Birçok din,ideoloji ve ırksal bölünmeler insanlık ailesinde her zaman alıcısı bulunan bir şiddet pazarı oluşturmuştur. Aslında dünyadaki en büyük pazar payı şiddet pazarına aittir.Kim şiddeti en iyi pazarlayabiliyorsa dünyanın tek gücü ve idarecisi olma hakkını kendinde bulmakta şiddete sahip olanlar her geçen gün dahada şiddetin dozunu artırarak halklara zulüm etmektedir. Halk kime gitse, ne ya dönse ya birinin şiddetine maruz kalıyor veya ait olduğunu gurubun şiddetine haklı gerekçeler sunarak göz yummak zorunda bırakılıyor. Aslında sıradan halk için değişen hiç bir koşul ve durum yoktur.

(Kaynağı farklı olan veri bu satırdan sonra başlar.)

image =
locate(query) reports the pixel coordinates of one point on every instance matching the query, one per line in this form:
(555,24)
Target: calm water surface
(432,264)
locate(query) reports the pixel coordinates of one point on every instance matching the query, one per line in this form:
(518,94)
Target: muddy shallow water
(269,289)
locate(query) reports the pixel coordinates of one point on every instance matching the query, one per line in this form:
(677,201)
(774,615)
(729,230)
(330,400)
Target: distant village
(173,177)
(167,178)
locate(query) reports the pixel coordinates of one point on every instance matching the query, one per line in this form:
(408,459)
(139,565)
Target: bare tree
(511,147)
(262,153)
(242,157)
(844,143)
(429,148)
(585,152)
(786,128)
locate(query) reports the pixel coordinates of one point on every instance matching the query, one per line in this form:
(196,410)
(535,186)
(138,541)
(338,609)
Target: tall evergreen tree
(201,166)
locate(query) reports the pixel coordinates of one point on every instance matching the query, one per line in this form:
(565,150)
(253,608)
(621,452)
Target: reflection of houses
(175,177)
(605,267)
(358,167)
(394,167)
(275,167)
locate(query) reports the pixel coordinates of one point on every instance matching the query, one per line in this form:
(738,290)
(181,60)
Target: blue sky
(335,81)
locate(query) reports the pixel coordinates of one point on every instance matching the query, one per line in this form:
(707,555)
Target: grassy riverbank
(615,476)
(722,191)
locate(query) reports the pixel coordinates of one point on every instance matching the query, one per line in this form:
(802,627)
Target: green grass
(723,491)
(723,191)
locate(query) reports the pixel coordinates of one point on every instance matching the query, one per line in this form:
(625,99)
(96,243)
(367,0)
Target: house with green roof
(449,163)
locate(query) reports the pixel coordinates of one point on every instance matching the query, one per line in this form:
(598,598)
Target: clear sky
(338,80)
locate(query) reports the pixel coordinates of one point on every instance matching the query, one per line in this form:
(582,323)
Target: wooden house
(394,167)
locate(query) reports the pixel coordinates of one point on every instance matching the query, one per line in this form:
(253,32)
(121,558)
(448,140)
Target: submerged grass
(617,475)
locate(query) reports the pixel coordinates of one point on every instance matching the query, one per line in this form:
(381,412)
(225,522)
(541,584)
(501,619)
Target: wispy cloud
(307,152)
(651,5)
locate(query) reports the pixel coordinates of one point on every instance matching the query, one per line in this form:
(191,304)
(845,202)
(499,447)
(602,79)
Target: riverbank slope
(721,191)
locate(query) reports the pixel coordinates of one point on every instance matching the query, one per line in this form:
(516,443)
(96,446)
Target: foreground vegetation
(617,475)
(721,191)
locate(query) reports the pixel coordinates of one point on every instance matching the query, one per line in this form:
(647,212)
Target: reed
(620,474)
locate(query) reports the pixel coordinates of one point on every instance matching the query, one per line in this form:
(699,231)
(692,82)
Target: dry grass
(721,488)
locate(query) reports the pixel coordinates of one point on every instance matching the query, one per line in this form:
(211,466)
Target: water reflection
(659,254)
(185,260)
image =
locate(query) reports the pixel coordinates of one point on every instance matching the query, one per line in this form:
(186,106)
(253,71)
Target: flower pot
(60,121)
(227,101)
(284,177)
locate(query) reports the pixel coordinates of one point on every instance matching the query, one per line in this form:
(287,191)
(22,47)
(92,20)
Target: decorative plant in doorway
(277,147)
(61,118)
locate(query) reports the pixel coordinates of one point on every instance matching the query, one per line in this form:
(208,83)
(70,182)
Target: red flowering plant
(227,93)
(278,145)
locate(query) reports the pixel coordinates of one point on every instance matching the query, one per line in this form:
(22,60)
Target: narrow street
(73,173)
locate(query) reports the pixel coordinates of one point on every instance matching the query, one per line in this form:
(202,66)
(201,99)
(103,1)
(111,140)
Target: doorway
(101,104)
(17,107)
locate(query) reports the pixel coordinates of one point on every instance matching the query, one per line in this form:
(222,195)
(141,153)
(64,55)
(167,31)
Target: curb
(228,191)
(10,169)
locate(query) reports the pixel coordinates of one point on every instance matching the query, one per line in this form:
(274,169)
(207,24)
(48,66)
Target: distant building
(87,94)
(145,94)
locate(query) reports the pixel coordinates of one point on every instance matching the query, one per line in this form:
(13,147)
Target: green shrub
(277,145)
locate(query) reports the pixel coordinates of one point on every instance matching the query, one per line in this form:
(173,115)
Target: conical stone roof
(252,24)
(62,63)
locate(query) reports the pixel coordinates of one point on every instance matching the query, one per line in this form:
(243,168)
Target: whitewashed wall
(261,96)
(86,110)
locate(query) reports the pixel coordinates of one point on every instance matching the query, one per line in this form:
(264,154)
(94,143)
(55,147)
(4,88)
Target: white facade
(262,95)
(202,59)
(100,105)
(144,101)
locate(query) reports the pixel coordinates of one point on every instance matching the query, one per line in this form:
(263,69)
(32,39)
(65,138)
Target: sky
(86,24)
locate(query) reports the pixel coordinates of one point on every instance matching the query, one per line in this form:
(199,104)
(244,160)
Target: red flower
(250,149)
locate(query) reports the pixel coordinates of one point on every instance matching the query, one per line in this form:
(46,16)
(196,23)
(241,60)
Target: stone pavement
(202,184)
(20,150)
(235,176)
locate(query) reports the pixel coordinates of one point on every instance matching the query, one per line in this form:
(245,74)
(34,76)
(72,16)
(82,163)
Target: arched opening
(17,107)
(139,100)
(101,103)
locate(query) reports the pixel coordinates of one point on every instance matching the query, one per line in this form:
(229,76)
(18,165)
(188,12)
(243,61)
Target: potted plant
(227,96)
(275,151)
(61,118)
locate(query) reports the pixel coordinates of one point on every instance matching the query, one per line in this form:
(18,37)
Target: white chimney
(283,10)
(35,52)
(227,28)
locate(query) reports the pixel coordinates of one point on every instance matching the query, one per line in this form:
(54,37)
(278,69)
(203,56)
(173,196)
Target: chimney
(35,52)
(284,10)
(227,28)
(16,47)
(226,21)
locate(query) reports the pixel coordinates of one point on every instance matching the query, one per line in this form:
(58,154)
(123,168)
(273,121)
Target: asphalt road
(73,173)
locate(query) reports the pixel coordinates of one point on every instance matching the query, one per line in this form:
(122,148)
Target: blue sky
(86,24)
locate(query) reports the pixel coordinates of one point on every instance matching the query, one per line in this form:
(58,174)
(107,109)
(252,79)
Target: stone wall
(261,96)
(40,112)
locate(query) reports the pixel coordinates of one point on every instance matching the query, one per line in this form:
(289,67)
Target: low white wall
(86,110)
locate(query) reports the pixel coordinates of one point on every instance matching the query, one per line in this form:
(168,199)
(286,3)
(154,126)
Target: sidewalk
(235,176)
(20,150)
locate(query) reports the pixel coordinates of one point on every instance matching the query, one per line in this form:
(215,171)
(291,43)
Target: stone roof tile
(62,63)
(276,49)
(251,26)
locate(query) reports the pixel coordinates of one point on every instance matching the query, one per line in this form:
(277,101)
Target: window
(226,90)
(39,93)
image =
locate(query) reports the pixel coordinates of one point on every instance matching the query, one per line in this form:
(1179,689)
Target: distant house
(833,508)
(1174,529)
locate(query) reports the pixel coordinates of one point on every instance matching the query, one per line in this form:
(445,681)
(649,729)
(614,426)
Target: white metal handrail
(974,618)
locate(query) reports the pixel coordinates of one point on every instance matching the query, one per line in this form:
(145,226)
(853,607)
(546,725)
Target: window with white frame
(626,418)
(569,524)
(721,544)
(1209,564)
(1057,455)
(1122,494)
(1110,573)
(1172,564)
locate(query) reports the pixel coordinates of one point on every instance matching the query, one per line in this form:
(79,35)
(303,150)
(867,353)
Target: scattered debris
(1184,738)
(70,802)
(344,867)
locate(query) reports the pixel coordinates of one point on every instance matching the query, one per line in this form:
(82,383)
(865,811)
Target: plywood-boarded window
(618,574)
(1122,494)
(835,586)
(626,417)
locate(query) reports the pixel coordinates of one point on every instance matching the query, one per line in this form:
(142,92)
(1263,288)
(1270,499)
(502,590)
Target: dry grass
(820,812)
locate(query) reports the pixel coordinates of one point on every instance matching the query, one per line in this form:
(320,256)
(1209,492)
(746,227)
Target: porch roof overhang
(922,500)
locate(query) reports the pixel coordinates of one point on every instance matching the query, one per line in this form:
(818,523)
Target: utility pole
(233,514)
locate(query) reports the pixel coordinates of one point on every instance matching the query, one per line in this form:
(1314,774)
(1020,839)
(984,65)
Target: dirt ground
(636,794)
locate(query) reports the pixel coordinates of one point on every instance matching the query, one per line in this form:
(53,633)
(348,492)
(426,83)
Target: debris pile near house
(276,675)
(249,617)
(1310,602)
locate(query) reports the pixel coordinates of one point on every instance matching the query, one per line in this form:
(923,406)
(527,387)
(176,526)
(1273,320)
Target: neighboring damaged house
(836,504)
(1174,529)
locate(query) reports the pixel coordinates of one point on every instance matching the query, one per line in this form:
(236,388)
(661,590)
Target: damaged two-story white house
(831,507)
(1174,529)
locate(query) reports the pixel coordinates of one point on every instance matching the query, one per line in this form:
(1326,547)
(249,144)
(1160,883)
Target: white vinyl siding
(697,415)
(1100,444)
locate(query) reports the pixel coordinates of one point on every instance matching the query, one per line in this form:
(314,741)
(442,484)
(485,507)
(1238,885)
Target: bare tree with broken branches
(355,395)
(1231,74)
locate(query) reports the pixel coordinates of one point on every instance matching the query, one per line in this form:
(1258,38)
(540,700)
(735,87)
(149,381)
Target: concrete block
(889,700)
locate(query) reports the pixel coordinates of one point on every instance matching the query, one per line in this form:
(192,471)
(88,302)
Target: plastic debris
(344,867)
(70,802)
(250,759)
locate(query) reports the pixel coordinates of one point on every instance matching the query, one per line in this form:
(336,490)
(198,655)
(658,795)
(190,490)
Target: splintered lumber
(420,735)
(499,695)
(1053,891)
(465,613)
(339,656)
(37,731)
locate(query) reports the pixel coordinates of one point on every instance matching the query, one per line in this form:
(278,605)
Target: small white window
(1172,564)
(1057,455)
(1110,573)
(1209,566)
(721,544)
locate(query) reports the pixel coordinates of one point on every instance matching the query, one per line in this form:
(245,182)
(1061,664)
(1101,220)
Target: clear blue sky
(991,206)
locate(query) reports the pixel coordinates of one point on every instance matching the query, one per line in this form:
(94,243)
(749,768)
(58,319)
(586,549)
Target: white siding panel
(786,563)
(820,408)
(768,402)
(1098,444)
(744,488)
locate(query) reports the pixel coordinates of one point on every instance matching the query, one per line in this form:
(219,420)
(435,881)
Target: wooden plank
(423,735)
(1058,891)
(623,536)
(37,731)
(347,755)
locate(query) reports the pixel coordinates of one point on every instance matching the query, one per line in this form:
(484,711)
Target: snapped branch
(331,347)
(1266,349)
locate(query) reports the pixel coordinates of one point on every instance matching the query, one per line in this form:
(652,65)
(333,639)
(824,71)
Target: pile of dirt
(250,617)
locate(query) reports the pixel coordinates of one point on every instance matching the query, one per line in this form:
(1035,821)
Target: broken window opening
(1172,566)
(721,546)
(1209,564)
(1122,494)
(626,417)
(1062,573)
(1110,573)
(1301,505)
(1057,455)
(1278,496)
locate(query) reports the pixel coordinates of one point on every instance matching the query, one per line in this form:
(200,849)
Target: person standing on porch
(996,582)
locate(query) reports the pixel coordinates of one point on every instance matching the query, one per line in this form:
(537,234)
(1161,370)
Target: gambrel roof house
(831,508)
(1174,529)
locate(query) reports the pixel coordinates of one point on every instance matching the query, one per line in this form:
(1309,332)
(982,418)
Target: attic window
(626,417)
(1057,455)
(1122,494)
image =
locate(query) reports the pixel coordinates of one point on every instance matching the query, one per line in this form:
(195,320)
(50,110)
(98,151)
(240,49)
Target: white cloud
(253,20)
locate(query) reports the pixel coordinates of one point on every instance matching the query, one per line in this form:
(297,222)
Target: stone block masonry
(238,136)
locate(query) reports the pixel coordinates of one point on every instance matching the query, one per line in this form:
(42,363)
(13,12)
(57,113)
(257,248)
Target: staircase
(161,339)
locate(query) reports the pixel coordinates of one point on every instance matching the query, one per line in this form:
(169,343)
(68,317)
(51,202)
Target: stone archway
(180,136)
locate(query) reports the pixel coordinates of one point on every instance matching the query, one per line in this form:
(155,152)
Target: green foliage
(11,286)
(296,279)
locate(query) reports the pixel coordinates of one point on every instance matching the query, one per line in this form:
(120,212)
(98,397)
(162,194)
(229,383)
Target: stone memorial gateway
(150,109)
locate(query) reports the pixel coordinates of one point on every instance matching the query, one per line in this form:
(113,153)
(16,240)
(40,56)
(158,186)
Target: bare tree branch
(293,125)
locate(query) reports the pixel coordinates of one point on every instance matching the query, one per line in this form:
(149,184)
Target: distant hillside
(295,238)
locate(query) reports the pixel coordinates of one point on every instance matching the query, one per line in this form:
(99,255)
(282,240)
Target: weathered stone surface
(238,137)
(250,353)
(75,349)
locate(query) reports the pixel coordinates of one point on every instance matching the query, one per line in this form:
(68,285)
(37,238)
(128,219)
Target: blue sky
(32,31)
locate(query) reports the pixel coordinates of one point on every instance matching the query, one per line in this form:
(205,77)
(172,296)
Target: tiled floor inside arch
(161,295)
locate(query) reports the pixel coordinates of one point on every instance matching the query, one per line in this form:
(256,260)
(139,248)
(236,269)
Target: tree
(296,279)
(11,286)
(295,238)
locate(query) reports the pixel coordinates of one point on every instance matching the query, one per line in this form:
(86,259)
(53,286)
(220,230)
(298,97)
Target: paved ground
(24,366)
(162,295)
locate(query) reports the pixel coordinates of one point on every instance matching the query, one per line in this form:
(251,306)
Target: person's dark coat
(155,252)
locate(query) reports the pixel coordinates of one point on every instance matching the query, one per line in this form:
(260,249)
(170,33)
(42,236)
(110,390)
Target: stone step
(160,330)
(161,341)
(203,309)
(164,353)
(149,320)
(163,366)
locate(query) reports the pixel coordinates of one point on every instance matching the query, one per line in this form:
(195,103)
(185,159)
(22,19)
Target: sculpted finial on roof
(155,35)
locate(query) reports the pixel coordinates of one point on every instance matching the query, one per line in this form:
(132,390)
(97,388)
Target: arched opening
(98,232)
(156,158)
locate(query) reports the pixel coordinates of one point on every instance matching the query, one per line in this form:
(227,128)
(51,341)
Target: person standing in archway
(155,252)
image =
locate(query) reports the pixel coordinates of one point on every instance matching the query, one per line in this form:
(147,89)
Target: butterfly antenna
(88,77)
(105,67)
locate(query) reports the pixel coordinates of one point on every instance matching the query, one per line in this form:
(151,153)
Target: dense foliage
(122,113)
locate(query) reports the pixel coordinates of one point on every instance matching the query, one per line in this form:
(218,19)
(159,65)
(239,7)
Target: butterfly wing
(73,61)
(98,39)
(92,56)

Kim şiddetin sahibi ise karşısında şiddet uygulayacağı bir halk kitlesi vardır kısaca terbiye etmesi gereken düşmanı vardır, kendi varlığını korumak için şiddetten başka bir yol üretememektedir. Yüzyıllardır süregelen şu şiddet dengesi dünya toplumları tarafından yerine alternatif üretilemediğinden şiddet elden ele dolaşarak, her tür kötülüğü dünyaya yayarak , insanı esir almış bir canavara dönüşmüştür
Üretilen her tip silah daha çok şiddet üretmek şiddetin yarattığı korkudan beslenerek kitleleri kendi istedikleri gibi davranmaya, onların hayat tarzlarını dayatmalarına boyun eğmelerine, emek gasplarına ses çıkarmamalarını sağlamaya yaradığından şiddet bütün dünya toplumlarında şiddeti elinde bulunduranların şiddetten vazgeçmeyeceğini, hatta çeşit ve türlerini artırmaya yönelik tedbirler alındığı, günümüzde göz önünde açık açık yaşanmaktadır.
Dünya halkları bu şiddet pazarlayıcılarından kurtulmanın yollarını aramaya başlamalıdır. Kim ki sizin bireysel şiddetinizden yararlanmak istiyorsa o sizi sadece basamak yapmaya çalışıyordur. Dünya ideolojileri şiddetsiz varlığını sürdüremez. Bunun için bireyler ilk önce kendi görüşlerine alıştırılır sonra nefret ettirilir sonra da şiddeti kullanılır.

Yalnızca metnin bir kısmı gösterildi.